Jean-Luc Mélenchon est sur tous les fronts. Le leader du Parti de Gauche a réuni plusieurs milliers de personnes à Toulouse samedi, le temps d'un discours fustigeant l'action de François Hollande et Jean-Marc Ayrault, qu'il estime guidée par l'Europe et la finance.

Son auditoire, 9.000 selon les organisateurs, 3.000 selon la police, avait d'abord parcouru les rues du centre-ville de Toulouse à l'appel du Front de gauche  pour protester "contre l'austérité, la finance et pour la VIe République". Dans le défilé, se remarquaient des pancartes aux slogans provocateurs : "On va leur couper la tête", "Changer le système" ou encore "Marx ou crève".

La crise, "une politique organisée, voulue, délibérée"

"Vous n'avez pas d'autre horizon que la lutte", a lancé le coprésident du Parti de Gauche à l'arrivée du cortège. Il a estimé que "la crise était le résultat d'une politique organisée, voulue, délibérée", avant de clamer "nous avons la capacité de tourner la page".

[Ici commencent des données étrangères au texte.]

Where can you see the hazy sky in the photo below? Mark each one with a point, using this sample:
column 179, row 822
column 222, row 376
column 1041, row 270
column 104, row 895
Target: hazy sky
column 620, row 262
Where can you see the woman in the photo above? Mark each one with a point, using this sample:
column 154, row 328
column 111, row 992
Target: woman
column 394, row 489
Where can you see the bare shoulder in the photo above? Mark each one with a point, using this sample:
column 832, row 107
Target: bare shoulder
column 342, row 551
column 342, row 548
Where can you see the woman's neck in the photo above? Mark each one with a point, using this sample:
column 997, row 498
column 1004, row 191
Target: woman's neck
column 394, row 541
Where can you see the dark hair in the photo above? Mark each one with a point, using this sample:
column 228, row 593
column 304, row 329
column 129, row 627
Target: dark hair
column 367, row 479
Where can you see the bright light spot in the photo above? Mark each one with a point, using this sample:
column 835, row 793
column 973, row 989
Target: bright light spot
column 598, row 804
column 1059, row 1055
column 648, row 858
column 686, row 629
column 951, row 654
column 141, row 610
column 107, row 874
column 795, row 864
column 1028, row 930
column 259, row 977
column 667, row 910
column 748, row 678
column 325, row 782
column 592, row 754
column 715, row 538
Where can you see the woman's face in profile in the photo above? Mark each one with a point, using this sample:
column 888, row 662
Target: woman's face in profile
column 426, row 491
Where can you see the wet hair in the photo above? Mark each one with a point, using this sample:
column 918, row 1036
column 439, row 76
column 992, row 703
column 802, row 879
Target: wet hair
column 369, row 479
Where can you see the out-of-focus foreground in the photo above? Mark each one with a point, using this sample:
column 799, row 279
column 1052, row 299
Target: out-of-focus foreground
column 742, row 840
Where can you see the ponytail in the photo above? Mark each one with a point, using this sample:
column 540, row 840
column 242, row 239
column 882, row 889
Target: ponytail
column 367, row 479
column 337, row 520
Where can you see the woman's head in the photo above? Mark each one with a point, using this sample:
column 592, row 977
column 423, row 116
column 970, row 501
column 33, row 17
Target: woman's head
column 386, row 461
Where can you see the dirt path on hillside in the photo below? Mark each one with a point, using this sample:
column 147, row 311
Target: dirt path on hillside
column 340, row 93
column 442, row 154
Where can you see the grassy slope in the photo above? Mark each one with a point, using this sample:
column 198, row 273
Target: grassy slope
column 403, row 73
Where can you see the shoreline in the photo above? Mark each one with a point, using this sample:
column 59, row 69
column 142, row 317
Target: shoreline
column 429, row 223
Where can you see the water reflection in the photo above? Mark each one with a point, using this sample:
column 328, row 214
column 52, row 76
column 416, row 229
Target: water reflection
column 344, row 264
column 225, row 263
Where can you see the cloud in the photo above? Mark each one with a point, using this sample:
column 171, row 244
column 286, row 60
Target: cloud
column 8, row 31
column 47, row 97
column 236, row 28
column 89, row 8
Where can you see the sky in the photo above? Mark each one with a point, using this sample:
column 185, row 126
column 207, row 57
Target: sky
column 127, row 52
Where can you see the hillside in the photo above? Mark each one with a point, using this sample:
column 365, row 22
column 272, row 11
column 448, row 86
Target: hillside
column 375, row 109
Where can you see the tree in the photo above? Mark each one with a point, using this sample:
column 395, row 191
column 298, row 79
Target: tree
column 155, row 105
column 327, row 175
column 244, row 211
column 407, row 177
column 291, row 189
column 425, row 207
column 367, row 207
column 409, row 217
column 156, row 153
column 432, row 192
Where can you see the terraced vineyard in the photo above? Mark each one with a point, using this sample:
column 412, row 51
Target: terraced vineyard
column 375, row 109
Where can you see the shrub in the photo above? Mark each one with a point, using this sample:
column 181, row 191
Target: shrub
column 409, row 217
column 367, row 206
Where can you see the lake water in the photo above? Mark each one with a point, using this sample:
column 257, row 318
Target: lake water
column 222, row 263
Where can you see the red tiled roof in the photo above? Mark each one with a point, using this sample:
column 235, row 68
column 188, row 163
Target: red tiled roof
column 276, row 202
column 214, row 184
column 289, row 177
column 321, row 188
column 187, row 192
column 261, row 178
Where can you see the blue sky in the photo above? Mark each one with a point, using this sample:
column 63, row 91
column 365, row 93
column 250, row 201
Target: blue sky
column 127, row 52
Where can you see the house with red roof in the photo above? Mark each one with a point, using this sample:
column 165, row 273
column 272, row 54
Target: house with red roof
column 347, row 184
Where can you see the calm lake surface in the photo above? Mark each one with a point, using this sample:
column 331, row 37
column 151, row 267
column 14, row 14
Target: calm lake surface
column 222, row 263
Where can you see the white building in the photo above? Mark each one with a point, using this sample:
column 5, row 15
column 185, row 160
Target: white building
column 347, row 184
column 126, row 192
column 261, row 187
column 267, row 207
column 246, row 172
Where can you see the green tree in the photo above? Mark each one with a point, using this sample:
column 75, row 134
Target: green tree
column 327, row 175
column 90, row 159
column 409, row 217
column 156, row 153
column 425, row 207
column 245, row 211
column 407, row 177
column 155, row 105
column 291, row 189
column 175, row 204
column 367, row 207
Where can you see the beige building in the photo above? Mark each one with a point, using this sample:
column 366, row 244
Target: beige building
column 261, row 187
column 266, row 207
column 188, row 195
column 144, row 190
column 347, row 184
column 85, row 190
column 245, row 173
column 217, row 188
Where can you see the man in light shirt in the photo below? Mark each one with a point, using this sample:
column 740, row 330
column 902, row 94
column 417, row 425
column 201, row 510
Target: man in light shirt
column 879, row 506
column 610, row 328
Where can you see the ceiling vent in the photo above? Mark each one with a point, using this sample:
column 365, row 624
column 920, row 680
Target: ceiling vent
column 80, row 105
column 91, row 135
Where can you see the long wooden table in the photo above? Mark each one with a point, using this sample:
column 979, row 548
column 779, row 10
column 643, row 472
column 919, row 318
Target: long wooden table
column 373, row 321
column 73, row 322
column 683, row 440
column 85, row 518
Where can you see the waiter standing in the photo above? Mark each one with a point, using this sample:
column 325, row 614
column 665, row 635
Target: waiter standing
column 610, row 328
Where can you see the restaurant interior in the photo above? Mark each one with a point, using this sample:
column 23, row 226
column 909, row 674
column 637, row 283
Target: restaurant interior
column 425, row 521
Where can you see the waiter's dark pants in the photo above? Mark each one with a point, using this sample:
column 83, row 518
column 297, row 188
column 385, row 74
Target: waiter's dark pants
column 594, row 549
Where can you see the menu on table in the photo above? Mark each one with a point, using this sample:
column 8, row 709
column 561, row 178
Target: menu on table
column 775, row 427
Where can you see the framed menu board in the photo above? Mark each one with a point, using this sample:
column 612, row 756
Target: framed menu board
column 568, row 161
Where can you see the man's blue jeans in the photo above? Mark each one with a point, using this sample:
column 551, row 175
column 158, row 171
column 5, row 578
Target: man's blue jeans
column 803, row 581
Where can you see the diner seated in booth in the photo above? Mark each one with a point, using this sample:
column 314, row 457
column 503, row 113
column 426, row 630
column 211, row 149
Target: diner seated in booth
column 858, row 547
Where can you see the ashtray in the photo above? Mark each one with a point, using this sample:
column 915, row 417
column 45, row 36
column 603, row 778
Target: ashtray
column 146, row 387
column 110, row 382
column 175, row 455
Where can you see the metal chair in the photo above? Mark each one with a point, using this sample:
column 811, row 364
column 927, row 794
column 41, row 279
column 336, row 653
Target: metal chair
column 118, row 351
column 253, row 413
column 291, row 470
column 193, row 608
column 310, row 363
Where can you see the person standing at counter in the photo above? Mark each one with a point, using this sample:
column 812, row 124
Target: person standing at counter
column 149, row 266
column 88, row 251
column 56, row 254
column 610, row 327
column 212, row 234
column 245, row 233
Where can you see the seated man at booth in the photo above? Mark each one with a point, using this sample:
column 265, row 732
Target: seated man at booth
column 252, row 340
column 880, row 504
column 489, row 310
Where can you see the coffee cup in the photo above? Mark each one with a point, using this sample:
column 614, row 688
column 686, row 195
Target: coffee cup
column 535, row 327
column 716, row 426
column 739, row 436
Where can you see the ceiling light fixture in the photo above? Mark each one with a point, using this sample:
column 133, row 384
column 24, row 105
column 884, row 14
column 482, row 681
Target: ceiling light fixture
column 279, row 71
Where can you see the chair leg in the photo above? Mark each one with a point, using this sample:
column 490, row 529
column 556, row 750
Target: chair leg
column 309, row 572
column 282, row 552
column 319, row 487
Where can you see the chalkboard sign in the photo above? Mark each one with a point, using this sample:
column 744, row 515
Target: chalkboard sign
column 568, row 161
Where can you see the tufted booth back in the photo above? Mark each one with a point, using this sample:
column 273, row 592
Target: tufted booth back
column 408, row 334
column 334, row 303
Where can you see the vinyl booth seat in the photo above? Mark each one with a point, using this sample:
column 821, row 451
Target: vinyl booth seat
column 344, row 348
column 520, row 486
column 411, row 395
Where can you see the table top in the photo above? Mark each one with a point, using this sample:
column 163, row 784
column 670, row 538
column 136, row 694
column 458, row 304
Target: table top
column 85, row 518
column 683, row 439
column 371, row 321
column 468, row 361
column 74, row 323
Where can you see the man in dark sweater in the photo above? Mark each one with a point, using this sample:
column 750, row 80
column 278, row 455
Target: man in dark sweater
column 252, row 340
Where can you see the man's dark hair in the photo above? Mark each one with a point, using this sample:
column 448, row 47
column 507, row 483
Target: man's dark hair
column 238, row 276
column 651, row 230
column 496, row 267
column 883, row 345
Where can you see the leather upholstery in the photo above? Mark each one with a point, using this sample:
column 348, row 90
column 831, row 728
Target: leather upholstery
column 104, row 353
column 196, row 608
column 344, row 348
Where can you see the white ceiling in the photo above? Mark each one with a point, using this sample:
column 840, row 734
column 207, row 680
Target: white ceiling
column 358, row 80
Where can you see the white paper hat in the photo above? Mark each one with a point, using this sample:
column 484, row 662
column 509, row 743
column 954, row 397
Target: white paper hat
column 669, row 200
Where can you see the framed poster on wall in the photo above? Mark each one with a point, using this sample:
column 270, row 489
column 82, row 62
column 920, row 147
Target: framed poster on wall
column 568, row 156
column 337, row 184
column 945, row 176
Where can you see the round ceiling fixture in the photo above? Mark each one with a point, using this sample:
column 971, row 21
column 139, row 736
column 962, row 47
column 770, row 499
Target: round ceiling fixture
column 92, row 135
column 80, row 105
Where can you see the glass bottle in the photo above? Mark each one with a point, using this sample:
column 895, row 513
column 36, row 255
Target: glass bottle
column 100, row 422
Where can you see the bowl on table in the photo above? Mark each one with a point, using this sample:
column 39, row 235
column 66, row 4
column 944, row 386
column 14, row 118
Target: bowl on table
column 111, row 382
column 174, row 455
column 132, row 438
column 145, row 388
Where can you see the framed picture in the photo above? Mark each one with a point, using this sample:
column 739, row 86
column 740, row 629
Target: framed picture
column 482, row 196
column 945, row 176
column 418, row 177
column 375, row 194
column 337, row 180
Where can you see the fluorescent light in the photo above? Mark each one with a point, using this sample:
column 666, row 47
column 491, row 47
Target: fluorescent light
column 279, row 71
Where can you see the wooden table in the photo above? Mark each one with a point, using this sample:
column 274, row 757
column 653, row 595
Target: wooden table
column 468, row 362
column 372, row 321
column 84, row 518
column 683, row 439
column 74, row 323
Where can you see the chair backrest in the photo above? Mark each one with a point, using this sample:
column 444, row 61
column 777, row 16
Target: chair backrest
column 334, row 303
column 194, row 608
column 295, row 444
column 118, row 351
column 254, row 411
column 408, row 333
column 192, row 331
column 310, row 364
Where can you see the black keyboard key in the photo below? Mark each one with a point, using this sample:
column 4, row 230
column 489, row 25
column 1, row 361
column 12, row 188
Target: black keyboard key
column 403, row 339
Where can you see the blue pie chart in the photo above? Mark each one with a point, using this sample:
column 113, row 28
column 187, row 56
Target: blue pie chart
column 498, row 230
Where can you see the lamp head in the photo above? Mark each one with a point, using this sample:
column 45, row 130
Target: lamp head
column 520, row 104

Interrogé par France 2 vendredi sur les récents et catastrophiques chiffres du chômage, celui-ci avait déjà pointé du doigt le président de la République. "Bruxelles envoie de nouveau une assignation à la France, on n'a même pas fini de mettre en place les dernières faveurs que François Hollande a faites au patronat, qu'il faudrait en faire de nouvelles sur la flexibilité", avait-il jugé.

"Maintenant tu te fais donner des ordres depuis Bruxelles...", avait-il moqué. "Et comme la seule chose que tu saches faire, c'est dire oui à toutes ces bêtises sous prétexte qu'elles sont emballées dans un paquetage européen, tu vas manger ça, et le reste".